Es fácilmente observable que en la personalidad de ambos prototipos extremistas se da una extraña mezcla de dulzura y ferocidad. Basta repasar los textos nacionalsocialistas para darse cuenta de que querían combatir para salvar Alemania de una serie de peligros, construir una Alemania joven, limpia, florida, una comunidad hermanada por lazos fraternales. Se nos dirá que esto era un producto de la propaganda hitleriana, pero una cosa es cierta, que el militante de base del NSDAP creía sinceramente en esto, al igual que la nueva izquierda ofrecía una panorámica no menos idílica: colectividades comunales, en las que la propiedad no existe, ni tampoco la rivalidad para utilizar bienes de uso y consumo, donde todo aquel que lo desee puede trabajar en todo aquello que de veras le guste, donde el medio ambiente esté limpio de toda contaminación y las grandes ciudades se vean despobladas en beneficio de una vuelta al campo. Los textos de la Internacional Situacionista de Copenhagen, el libro de Raoul Vanehigen, «Tratado del saber vivir al uso de las jóvenes generaciones», comparados con los artículos de «Schwarze Korps», portavoz de las SS o los libros de Robert Brasillach, Drieu la Rochelle, incluso, los más modernos textos emitidos por el Centro de Estudios «Ordine Nuovo» dedicados al estudio de la ecología, muestran este aspecto angelical de los extremistas de ambos bandos.
La otra cara de la moneda viene cuando leemos textos como los que siguen:
«La revolución que empieza pondrá en su lugar no sólo a la sociedad capitalista sino a la civilización industrial. La sociedad de consumo debe morir de muerte violenta. La sociedad de alienación debe morir de muerte violenta. Queremos un mundo nuevo y original.
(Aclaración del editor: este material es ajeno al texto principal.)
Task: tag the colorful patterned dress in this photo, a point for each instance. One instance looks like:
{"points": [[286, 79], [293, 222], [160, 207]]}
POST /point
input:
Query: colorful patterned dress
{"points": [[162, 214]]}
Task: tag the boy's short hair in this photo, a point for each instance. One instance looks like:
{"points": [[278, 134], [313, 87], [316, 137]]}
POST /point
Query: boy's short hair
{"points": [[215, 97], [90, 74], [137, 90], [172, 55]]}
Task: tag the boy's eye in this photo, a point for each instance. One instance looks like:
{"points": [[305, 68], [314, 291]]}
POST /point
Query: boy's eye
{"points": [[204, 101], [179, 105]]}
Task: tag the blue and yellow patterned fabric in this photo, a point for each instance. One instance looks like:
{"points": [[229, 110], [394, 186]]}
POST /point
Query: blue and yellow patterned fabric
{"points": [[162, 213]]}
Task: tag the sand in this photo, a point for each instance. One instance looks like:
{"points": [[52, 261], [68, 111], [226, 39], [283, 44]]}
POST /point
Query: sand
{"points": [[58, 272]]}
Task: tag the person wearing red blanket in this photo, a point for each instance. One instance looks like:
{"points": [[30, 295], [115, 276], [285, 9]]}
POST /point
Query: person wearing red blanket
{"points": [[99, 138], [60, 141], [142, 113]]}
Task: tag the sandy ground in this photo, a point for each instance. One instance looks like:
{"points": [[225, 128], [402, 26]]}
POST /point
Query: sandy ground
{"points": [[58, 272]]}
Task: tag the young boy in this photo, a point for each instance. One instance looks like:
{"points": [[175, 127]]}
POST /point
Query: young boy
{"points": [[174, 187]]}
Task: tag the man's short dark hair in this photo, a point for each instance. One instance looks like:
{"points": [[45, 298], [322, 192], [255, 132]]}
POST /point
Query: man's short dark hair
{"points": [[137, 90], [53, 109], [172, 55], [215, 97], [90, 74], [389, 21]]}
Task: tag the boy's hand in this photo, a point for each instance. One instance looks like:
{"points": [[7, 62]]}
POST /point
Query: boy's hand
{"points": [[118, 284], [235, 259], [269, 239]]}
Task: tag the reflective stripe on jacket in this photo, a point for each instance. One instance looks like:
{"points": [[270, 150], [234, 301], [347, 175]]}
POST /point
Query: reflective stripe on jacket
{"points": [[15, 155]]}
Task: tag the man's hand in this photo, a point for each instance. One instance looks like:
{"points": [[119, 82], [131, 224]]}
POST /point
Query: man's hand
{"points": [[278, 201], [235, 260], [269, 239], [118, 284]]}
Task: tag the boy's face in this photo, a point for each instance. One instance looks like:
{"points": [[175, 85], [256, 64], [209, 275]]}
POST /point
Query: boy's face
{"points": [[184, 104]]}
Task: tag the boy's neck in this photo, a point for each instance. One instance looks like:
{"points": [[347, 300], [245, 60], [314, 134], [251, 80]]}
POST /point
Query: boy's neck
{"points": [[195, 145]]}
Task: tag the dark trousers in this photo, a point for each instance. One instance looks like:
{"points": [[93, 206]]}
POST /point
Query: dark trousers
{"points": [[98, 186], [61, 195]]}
Rechazamos un mundo donde la certidumbre de no morir de hambre se da a cambio de la muerte por aburrimiento.»
Y este otro, tampoco tiene desperdicio:
«Sigo preguntándome qué es más asqueroso: una mierda de judío bien aplanada o un burgués francés de pie... No puedo decidir cuál de ambos es más infecto.»
Y, por último:
«A los quince años preconicé la ejecución sumaria como el único medio de purgar el mundo de las peores locuras y los más temibles males.»
El primer texto pertenece a un cartel contestarlo aparecido en mayo de 1968 en la facultad de letras de Nanterre, París, el segundo lleva el sello inequívoco de la prosa de Louis Ferdinand Celine en «Bagatelas para una masacre». Por fin, el último es un fragmento de Lucien Rebatet, «Les Décombres». Un contestatario de izquierdas y dos intelectuales para-fascistas. ¿No notan algo de común en ellos? Sí lo hay, un poso de odio y de ferocidad, del que recomienda acabar a sangre y fuego con un tipo de sociedad al que preconiza fusilar a diestro y siniestro, pasando por aquel que compara un excremento a un burgués, todo en ellos es odio, estéticamente perfectamente presentado, sí, pero éticamente no es más que odio en distintas gradaciones, a cual más salvaje.
Porque todo buen extremista es, en última instancia, un fanático y un fanático es, en todas las latitudes, alguien que ama intensamente y que, para compensar, debe odiar a fin de establecer un equilibrio interno. Y no nos extrañará nada que los mismos S.S. que escribían en las páginas de su revista odas a la naturaleza y a la vida idílica y pastoril, se lanzaran luego contra masas de tanques soviéticos en cargas irracionales y suicidas; en el extremo opuesto veremos a cuatro extremistas nipones descender de su Boeing 707 en Fiumicino, desembalar de sus equipajes nuevas y engrasadas ametralladoras y disparar a diestro y siniestro con un gesto de odio radicalmente diferente al que ostentaban segundos antes.
En mayo de 1968 en París una frase se popularizó rápidamente «Agarra tu fusil como agarras a tu amor», quizás el éxito de la consigna se debiera a que sabía aunar en un mismo simbolismo las dos pasiones que mueven a un militante extremista: el amor y el odio.